La 11e Conférence ministérielle du Groupe des ministres des Transports de la Méditerranée occidentale (GTMO 5+5), s’est ouvert, ce mercredi à Rabat, en présence des ministres et chefs de délégation des pays membres du Groupe, ainsi que des représentants de plusieurs organisations régionales et internationales partenaires.
La 11e Conférence de haut niveau de Ministres des Transports de la Méditerranée occidentale, consacrée à la présentation du bilan des activités réalisées sous la présidence maltaise et à l’examen des perspectives de coopération pour les prochaines années, constitue une étape majeure dans le renforcement du dialogue politique et de la coopération régionale dans les domaines du transport, de la logistique et de la connectivité.
Organisée à Rabat, elle s’inscrit dans une dynamique commune visant à relever les défis émergents du secteur et à promouvoir une mobilité durable, résiliente et intégrée au sein de l’espace euro-méditerranéen.

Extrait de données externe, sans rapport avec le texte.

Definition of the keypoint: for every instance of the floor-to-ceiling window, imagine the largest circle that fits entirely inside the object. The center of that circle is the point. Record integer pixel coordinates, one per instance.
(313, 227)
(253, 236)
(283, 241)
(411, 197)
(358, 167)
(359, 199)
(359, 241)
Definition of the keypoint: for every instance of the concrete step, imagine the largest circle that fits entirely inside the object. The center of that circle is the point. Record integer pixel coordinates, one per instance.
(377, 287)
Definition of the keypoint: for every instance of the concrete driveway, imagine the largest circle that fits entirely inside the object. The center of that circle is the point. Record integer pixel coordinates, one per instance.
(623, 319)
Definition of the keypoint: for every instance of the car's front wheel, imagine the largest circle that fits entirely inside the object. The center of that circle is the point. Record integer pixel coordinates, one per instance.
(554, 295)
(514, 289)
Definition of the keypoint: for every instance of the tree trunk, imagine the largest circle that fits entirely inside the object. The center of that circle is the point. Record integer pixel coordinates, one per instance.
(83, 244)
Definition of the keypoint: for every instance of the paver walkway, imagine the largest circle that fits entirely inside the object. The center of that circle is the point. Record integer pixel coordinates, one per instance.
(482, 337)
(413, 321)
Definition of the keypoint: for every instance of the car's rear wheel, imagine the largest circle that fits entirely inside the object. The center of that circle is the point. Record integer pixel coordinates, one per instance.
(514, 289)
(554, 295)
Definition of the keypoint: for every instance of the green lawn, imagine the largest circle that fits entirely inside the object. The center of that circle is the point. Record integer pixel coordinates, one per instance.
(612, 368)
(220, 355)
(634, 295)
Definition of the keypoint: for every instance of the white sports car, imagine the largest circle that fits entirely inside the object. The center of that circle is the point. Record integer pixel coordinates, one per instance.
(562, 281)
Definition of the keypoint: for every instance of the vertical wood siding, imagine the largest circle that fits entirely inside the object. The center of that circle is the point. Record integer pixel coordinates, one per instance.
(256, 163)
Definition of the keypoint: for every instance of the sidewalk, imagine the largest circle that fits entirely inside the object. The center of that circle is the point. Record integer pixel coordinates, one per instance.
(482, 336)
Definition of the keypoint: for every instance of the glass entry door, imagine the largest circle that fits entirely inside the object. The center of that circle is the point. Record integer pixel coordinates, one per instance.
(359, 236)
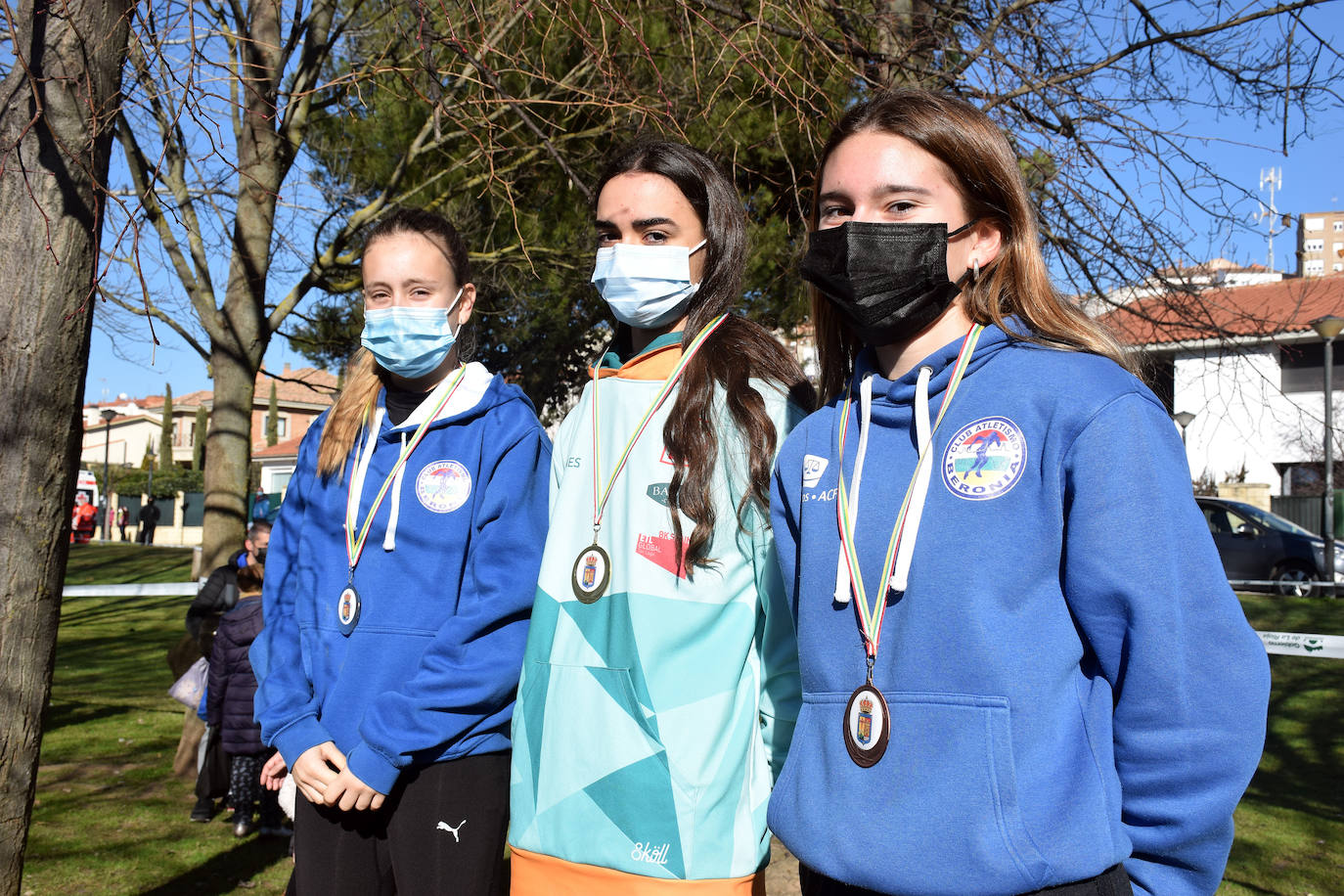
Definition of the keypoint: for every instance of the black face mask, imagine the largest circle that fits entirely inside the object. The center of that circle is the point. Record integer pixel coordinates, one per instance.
(887, 281)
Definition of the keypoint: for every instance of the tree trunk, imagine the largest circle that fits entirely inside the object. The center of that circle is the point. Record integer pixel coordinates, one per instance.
(56, 136)
(241, 332)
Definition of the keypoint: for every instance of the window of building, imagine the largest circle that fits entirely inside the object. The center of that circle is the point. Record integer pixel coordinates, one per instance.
(1301, 367)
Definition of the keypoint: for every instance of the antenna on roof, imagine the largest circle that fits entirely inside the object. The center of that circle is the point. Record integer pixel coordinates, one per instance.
(1275, 179)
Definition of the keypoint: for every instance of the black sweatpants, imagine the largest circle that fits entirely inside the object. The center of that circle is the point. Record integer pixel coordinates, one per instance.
(1113, 881)
(441, 831)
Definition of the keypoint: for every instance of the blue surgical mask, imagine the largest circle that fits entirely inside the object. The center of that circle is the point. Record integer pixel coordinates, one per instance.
(410, 341)
(647, 287)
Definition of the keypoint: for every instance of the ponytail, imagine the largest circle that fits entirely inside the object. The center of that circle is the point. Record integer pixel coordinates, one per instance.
(349, 413)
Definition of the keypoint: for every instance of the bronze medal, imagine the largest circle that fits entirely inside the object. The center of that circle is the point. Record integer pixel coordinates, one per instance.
(592, 574)
(347, 610)
(867, 726)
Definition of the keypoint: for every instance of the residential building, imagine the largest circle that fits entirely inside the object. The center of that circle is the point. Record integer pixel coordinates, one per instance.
(135, 427)
(1320, 244)
(1247, 364)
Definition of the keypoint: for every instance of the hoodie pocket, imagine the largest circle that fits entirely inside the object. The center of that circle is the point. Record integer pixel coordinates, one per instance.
(600, 766)
(937, 814)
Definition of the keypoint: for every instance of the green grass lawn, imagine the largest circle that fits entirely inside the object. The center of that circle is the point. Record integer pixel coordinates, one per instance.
(112, 820)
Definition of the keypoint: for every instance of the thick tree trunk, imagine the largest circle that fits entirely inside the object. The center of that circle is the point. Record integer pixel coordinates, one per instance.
(56, 137)
(241, 332)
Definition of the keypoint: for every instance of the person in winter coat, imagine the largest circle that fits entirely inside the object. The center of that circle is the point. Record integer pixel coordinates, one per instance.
(1023, 668)
(229, 707)
(216, 597)
(401, 572)
(660, 681)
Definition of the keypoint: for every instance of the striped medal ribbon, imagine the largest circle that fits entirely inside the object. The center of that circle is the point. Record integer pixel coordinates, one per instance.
(348, 604)
(867, 718)
(593, 567)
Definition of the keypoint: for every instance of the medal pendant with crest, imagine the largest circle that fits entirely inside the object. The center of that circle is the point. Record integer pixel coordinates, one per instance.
(592, 574)
(867, 726)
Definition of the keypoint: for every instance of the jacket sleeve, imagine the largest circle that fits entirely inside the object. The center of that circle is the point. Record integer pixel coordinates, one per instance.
(476, 657)
(216, 683)
(1189, 679)
(285, 705)
(781, 687)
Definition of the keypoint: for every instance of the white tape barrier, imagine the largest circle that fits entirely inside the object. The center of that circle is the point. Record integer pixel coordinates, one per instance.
(141, 590)
(1304, 645)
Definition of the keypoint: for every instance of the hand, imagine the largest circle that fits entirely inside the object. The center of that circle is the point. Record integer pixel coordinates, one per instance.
(348, 791)
(273, 773)
(316, 769)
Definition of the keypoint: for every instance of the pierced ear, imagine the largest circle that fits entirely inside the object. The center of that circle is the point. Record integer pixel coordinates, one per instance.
(988, 241)
(467, 304)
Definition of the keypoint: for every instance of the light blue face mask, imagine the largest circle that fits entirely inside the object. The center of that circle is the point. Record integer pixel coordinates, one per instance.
(410, 341)
(647, 287)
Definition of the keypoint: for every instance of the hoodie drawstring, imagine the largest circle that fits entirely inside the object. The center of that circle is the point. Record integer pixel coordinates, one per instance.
(923, 471)
(390, 538)
(843, 582)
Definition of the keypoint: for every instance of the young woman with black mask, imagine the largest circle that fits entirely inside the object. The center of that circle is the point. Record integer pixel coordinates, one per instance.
(1023, 668)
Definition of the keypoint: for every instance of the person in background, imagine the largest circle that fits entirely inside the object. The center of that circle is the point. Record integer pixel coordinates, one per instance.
(148, 518)
(216, 597)
(229, 707)
(399, 578)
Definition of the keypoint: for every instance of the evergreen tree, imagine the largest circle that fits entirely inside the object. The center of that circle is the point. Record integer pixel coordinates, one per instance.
(165, 430)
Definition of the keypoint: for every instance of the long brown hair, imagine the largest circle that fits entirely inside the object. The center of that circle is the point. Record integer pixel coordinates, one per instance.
(987, 175)
(365, 378)
(739, 351)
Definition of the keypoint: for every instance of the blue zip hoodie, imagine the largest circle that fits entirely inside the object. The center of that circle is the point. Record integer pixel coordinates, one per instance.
(1071, 683)
(445, 582)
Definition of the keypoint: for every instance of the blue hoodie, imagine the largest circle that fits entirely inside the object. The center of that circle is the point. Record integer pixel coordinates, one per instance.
(1071, 681)
(445, 582)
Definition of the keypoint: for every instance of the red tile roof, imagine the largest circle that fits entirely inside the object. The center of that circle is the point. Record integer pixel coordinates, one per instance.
(290, 448)
(1264, 309)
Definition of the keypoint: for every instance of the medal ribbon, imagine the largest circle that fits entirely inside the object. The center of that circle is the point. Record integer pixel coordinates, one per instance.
(870, 618)
(355, 544)
(600, 496)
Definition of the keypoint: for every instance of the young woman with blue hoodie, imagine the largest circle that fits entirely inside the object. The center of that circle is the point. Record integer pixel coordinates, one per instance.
(1023, 668)
(399, 578)
(660, 680)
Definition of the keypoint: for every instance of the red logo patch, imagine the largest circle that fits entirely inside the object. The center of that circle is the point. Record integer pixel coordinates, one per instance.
(661, 550)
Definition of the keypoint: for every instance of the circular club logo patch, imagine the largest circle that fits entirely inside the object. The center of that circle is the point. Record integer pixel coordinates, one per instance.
(444, 485)
(984, 460)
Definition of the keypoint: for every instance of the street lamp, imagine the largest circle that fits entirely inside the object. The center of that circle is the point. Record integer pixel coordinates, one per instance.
(150, 485)
(1183, 420)
(1328, 328)
(107, 414)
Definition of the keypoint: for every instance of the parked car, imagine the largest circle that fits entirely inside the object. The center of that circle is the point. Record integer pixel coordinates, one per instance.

En ouverture de cette rencontre, le ministre marocain du Transport et de la Logistique, Abdessamad Kayouh, a souligné que le transport et la logistique constituent aujourd’hui un pilier essentiel du développement économique et social, du renforcement des échanges commerciaux et du rapprochement entre les peuples et les économies.
Il a fait noter que les transformations profondes que connaît le secteur à l’échelle mondiale, notamment sous l’effet des changements climatiques, de la transition énergétique, de la transformation numérique et de l’évolution des chaînes d’approvisionnement internationales, rendent nécessaire une coopération régionale accrue en vue de bâtir des systèmes de transport plus efficaces, durables et résilients.
Il a salué les efforts déployés par la République de Malte durant son mandat à la tête du Groupe ainsi que le rôle joué par le Centre d’études des transports pour la méditerranée occidentale (CETMO), secrétariat technique du GTMO 5+5, dans l’accompagnement des différentes initiatives et activités menées au cours des dernières années.
Pour sa part, le Secrétaire permanent au ministère de la Mobilité durable de la République de Malte, Bjom Callus, a affirmé que la présidence maltaise, s’était déroulée dans un contexte marqué par les conséquences de la pandémie de Covid-19, qui avait contraint l’organisation de la précédente conférence ministérielle en format virtuel et entraîné une prolongation du mandat maltais.
Le responsable maltais a également souligné les efforts déployés pour sensibiliser aux enjeux du transport aérien euro-méditerranéen, améliorer la coopération dans la gestion du trafic aérien et encourager les échanges de bonnes pratiques en matière de sécurité routière et de cybersécurité.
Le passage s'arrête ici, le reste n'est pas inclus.